You are viewing a plain text version of this content. The canonical link for it is here.

Posted to dev@spark.apache.org by "Zhang, Lubo" <lu...@intel.com> on 2017/07/26 08:54:05 UTC

Questions about Stateful Operations in SS

Hi all

I have a question about the Stateful  operations [map/flatmap]GroupsWithState in Structured streaming. Issue are as follows:

Take StructuredSessionization case for example, first I input two words like apache and spark in batch 0, then input another word Hadoop in batch 1 until timeout happens (here the timeout type is ProcessingTimeout). So I can see both words apache and spark are outputed since each group state is timedout.
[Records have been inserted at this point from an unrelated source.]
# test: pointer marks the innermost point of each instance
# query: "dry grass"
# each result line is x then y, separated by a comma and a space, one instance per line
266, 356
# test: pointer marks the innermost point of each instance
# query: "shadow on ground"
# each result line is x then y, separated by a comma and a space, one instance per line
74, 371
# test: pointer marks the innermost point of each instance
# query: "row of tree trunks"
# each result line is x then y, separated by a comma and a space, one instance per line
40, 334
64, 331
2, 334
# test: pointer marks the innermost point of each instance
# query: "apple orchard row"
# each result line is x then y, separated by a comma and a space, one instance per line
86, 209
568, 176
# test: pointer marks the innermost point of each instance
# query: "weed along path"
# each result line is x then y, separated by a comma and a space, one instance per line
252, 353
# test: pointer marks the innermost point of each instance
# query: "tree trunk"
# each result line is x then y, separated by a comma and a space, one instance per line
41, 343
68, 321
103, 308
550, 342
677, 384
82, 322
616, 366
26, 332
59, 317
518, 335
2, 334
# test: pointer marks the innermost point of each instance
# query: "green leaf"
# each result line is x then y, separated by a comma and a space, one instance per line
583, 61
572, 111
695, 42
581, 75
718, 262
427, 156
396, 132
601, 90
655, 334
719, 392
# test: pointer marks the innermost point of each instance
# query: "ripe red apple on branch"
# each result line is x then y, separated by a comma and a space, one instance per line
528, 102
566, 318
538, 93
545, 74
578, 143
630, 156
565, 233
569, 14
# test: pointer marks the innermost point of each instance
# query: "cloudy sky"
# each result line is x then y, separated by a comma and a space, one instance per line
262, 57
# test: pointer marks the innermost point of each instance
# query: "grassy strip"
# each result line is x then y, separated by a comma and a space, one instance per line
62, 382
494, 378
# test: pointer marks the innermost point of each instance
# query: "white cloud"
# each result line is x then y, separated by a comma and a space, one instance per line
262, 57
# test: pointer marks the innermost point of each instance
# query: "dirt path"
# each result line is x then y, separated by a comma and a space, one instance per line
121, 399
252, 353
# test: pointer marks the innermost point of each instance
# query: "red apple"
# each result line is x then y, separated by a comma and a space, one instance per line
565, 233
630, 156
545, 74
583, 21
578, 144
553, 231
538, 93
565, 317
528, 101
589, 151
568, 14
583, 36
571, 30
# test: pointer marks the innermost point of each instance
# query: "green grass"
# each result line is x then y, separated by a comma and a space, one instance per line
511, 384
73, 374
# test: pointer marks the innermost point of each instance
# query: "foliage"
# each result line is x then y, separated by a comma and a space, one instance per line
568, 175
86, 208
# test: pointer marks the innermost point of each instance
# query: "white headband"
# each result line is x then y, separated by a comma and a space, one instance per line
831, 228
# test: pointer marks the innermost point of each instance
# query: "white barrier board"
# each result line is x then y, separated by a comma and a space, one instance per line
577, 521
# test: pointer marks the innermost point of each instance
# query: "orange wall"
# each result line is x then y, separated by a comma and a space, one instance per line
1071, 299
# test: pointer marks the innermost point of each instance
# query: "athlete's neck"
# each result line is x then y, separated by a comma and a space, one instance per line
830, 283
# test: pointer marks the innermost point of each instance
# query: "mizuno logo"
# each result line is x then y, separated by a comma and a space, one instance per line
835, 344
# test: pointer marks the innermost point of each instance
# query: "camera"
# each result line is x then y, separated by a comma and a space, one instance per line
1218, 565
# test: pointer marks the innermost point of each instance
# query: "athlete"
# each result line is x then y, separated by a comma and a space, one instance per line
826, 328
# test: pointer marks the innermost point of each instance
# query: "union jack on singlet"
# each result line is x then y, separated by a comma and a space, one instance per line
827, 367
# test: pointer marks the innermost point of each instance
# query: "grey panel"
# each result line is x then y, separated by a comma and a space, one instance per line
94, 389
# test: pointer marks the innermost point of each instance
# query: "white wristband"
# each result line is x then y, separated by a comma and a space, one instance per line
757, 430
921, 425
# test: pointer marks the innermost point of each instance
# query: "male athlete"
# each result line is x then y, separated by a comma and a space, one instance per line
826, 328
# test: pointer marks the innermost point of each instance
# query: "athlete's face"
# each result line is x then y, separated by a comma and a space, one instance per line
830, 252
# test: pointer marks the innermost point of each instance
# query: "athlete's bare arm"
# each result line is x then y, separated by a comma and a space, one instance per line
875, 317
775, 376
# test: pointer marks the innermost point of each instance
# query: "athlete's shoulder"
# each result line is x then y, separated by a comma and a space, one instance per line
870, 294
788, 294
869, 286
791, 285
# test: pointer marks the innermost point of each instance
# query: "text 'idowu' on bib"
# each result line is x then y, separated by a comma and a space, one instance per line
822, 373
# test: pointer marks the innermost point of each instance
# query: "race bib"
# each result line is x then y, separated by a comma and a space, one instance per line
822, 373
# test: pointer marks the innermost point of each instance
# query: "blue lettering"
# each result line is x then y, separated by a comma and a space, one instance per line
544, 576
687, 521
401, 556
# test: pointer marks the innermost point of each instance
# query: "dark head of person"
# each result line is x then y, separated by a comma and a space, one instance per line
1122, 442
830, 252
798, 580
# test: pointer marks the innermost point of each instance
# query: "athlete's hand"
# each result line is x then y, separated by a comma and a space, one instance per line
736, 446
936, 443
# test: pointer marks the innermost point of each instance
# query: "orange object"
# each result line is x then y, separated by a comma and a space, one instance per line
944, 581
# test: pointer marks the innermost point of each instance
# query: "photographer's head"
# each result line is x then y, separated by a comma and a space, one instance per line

But if I input the same word apache in batch 1 which already existed in batch 0, the result shows only spark is expired.  I deep into this and find the code https://github.com/apache/spark/blob/master/sql/core/src/main/scala/org/apache/spark/sql/execution/streaming/FlatMapGroupsWithStateExec.scala#L131  deal with the group state update, it first process new group data and set the flag hasTimedout to be false in update func , which result the key already timedout to be just update. I know the timeout function call will not occur until there is new data to trigger, but  I am wondering why don't we first process timeout keys, so we can retrieve the expired data exist in batch 0 in user-given function

def statefunc(key: K, values: Iterator [V],state: GroupState [S]): U = {

    if (state.hasTimedOut) {                // If called when timing out, remove the state
      ToDO;
      state.remove()

} else if (state.exists) {
}
}


Thanks
Lubo

RE: Questions about Stateful Operations in SS

Posted by "Zhang, Lubo" <lu...@intel.com>.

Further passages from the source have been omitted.